November ~ 2k1
Brought to you in pieces and parts by the Coconut Joe Publishing Co.
Madame Deevine doesn’t usually share this with people, but way back in the 1950s she attended a boarding school in New England much like the one on the 1980s situation comedy “The Facts of Life.” What is so eerily similar between the show and her real life is that Madame Deevine had a classmate named Tootie. But Tootie wasn’t the girl’s real name; it was just a nickname. She wasn’t African-American, either. She was from the Catskills. She had very bad teeth and a real flatulence problem. But that’s neither here nor there.
Here are this month’s observations… and there’s time for more boarding school stories later.
Aries (March
21-April 19) Take a day to pay tribute to all those who have proudly
served our country. During a road trip, try to keep your time spent in rest-stop
bathrooms to a minimum. Take out the garbage on appointed day of the week.
Taurus (April
20-May 20) Negotiations with the devil break down because you’re too
far apart on the asking price for your soul -
but Microsoft and AOL Time Warner remain interested. There is a problem with
your mail subscription to the “Flour of the Month” club.
Gemini (May
21-June 21) From the moral high ground, you look down and see all of your
pals are having a heckuva lot more fun than you are. Curl up for a nice nap
after an unusually large meal on a rare weekday off -
and then receive a major guilt trip because you apparently were supposed to help
with the dishes.
Cancer (June
22-July 22) Interact with only those Libras that you know, and just pray
that you don’t have to come into contact with any other Libras out there. Help
spread the word around the office that an important part of the “new
normalcy” is wearing high-cut miniskirts and low-cut blouses.
Leo (July
23-Aug. 22) Walk around with a huge chip on your shoulder because I’m
skipping you this month. Nyah-nyah nyah-nyah-nyah!
Virgo (Aug.
23-Sept. 22) Asian ladybugs are a real nuisance in your home. Bad things
start happening in fours instead of threes. It’s time to refill the stapler.

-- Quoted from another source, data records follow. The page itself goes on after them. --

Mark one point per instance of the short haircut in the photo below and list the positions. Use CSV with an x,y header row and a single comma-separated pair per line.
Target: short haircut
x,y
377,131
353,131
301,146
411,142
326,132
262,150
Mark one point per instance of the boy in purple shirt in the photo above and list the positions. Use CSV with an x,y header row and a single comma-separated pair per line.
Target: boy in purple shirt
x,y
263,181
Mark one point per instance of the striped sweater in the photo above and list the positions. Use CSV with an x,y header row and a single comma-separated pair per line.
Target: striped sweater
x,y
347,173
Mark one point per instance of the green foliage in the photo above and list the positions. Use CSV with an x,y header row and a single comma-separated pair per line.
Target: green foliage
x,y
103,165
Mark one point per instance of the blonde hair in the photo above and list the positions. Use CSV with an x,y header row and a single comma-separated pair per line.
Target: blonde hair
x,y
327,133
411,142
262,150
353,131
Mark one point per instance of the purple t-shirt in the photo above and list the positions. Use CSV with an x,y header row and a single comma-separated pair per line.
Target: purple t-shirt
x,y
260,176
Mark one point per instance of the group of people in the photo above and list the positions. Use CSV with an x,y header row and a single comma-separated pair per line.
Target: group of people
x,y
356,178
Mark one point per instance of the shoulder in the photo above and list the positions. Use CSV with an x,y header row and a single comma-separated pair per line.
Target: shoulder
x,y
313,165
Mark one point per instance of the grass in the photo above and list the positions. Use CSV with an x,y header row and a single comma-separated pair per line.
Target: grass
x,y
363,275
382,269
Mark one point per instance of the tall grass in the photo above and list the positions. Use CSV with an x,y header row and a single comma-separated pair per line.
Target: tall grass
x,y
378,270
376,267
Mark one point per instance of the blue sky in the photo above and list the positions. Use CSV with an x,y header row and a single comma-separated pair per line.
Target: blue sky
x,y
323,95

Server arrives to take your order before you’ve reviewed all of your menu
options.
Libra (Sept.
23-Oct. 23) Spouse doesn’t appreciate being referred to as “the old
battleax” when you’re talking to friends on the phone. Campaign signs seem
to linger in neighboring yards well past Election Day.
Scorpio (Oct.
24-Nov. 21) Friends plan a surprise party for you. Replicate (with
stunning success) grade-school experiment in which you put a celery stalk
upright in a glass of water with some food-coloring and watch the leaves
eventually turn that color.
Sagittarius
(Nov. 22-Dec. 21) You’re already thinking Christmassy thoughts.
Acquaintances ask you to help out with their children’s fund-raisers. Have you
checked the filter bag on your vacuum cleaner lately?
Capricorn (Dec.
22-Jan. 19) Stop biting your fingernails.
Crosswalks are your public forum to test whether the general public is
ready for a resurgence of streaking. Practice the drug discussion on your child
so you can be ready for the real thing when his or her teddy bear gets back from
a late night of partying.
Aquarius (Jan.
20-Feb. 16) Whenever somebody mentions a movie they liked, say “Yeah,
that was OK, but `Mother Jugs and Speed’ was better.” Capillaries and
epidermis seem to be functioning properly. CD club invites you to rejoin.
Must… resist… the temptation.
Pisces (Feb. 19-March 20) Try to avoid swearing when youngsters are around. Take a well-deserved break from mowing the lawn. Your communication with spirits comes to an abrupt end when the booze runs out.